QUELQUES RÉFUTATIONS.


UNE INSTRUCTION DE CATÉCHISME.

Dans un catéchisme de persévérance du diocèse de Langres,  †  à l’occasion du mandement relaté ci-dessus, une instruction fut faite sur le Spiritisme et donnée comme sujet à traiter par les élèves.

Voici la narration textuelle de l’un d’eux :

« Le Spiritisme est l’œuvre du diable qui l’a inventé. Se livrer à cela, c’est se mettre en rapport direct avec le démon. Superstition diabolique ! Dieu a souvent permis ces choses pour ranimer la foi des fidèles. Le démon fait le bon, fait le saint ; il cite des paroles de l’Écriture sainte.  »


Ce moyen de ranimer la foi nous semble assez mal choisi.

« Tertullien, qui vivait au deuxième siècle, nous rapporte qu’on faisait parler des chèvres, des tables ; c’est l’essence de l’idolâtrie. Ces opérations sataniques étaient rares dans certains pays chrétiens, et aujourd’hui elles sont très communes. Cette puissance du démon s’est montrée dans tout son éclat à l’apparition du protestantisme. »


Voilà des enfants bien convaincus de la grande puissance du démon ; ne serait-il pas à craindre que cela leur fît douter un peu de celle de Dieu, quand on voit le premier l’emporter si souvent sur le second ?

« Le Spiritisme est né en Amérique, au sein d’une famille protestante appelée Fox. Le démon apparut d’abord par des coups qui réveillaient en sursaut ; enfin, impatienté des coups, on chercha ce que ce pouvait être. La fille de M. Fox se mit à dire un jour : Frappe ici, frappe là, et on frappait où elle voulait. »


Toujours l’excitation contre les protestants ! Voilà donc des enfants instruits par la religion dans la haine contre une partie de leurs concitoyens, souvent contre des membres de leur propre famille ! Heureusement l’esprit de tolérance qui règne à notre époque y fait contrepoids, sans cela on verrait se renouveler les scènes sanglantes des siècles passés.

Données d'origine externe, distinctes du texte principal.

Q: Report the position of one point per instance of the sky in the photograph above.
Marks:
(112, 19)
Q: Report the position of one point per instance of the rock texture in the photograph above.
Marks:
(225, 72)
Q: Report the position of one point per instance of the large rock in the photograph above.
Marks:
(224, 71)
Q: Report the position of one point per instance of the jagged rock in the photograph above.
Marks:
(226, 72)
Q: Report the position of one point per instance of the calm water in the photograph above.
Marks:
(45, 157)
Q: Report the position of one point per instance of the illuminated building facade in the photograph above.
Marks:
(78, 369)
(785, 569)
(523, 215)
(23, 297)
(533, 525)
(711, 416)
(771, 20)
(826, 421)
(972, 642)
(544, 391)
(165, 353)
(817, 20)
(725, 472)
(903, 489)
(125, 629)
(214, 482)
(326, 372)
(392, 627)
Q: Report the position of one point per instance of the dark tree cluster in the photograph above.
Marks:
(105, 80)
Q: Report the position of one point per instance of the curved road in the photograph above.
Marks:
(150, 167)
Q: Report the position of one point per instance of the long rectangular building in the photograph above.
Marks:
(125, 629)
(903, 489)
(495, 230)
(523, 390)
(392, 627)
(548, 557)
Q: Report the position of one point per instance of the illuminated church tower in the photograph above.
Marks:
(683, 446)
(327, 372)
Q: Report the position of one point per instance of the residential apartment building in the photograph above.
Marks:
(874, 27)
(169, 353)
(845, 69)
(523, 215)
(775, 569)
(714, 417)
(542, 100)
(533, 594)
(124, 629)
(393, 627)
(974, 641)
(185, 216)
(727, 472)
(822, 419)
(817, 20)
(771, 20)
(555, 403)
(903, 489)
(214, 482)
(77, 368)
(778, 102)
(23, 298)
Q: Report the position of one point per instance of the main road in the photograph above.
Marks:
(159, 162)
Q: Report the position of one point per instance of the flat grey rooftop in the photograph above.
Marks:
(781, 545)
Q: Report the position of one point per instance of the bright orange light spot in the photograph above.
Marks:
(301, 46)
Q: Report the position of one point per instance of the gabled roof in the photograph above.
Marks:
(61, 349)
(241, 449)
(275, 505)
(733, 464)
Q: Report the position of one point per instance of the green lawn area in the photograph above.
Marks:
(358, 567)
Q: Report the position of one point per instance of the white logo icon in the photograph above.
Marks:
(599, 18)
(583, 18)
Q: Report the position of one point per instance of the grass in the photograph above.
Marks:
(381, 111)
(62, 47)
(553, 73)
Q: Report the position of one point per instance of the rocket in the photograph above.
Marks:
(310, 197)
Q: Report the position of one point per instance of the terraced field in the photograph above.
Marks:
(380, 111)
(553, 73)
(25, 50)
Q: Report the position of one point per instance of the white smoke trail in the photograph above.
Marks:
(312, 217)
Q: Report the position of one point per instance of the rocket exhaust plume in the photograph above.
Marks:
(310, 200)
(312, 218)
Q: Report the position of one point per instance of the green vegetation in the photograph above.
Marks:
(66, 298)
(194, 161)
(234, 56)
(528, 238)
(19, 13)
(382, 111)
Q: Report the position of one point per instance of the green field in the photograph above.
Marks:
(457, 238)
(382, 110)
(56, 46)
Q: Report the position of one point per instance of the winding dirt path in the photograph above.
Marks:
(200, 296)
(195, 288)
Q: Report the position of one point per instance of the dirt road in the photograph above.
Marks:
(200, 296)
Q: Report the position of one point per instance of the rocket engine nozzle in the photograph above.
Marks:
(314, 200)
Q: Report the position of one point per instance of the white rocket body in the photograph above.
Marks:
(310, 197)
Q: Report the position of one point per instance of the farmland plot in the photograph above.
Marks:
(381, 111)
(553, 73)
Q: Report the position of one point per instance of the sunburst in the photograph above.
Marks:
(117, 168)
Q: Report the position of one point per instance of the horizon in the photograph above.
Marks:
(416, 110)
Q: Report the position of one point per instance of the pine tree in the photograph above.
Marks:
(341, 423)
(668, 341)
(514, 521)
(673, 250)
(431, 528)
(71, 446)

« Cette hérésie devint bientôt vulgaire ; elle compta bientôt cinq cent mille sectaires. Les Esprits invisibles se prenaient à faire toutes sortes de choses. A la simple demande d’un individu, des tables chargées de plusieurs centaines de livres se mouvaient ; des mains sans corps se faisaient voir. Voilà ce qui se passa en Amérique, et cela est venu en France par l’Espagne. D’abord, l’Esprit a été forcé par Dieu et les anges de dire qu’il était le diable, pour qu’il ne prenne pas dans ses pièges les honnêtes gens. »


Nous croyons être assez au courant de la marche du Spiritisme, et nous n’avons jamais ouï dire qu’il fût venu en France par l’Espagne. Serait-ce un point de l’histoire du Spiritisme à rectifier ?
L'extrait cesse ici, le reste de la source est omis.